Darwin and Wallace announced their theories of evolution by natural selection in 1858, and the following year Darwin published his majestic book "The Origin of Species". By 1932, when British scientist J.B.S. Haldane wrote "The Causes of Evolution", evolution was firmly established as a scientific fact (although some were - and still are - willing to keep arguing the point). The mechanism of natural selection had, however, been through a harder slog towards acceptance.
Darwin wrote that evolution by natural selection depends on three things: variation, inheritance, and hyperfecundity (a fancy way of saying "plenty of offspring to select among"). In his writings he demonstrated in countless ways how these three factors ultimately lead to the evolution of new species. Unfortunately he was never able to point to good physical explanations for the sources of variation, or to explore exactly how the mechanisms - environmental, social, sexual, etc - that create selection pressure actually work. As scientists peered more closely at the theory of natural selection, they struggled to explain some of the more counter-intuitive elements, such as the persistence of non-adaptive traits.
Darwin died in 1882, and for a few decades thereafter the theory of natural selection lost some of its sheen. The fire was rekindled in the first decades of the 20th century by the discovery of genetics and the mechanisms by which genes are transmitted through chromosomes.

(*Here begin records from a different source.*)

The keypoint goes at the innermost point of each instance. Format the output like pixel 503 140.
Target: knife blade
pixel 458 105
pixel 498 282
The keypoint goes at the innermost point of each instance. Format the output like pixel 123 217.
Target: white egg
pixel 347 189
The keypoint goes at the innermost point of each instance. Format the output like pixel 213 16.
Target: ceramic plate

Then in the 1920s and 1930s, scientists - Haldane prominent among them - applied statistical techniques to the distribution of genes in populations, and showed how breeding populations generate the variation that fuels natural selection.
It's sad to think that a book as important in its time as "The Causes of Evolution" should be almost unreadable now. Unless you're a professional botanist or geneticist, you won't know which observations are still technically correct, and it's hard not to apply the context of later discoveries like DNA, RNA, and the whole apparatus of molecular biochemistry. But you can get a sense of what it is like to be a scientist struggling at the edge of knowledge.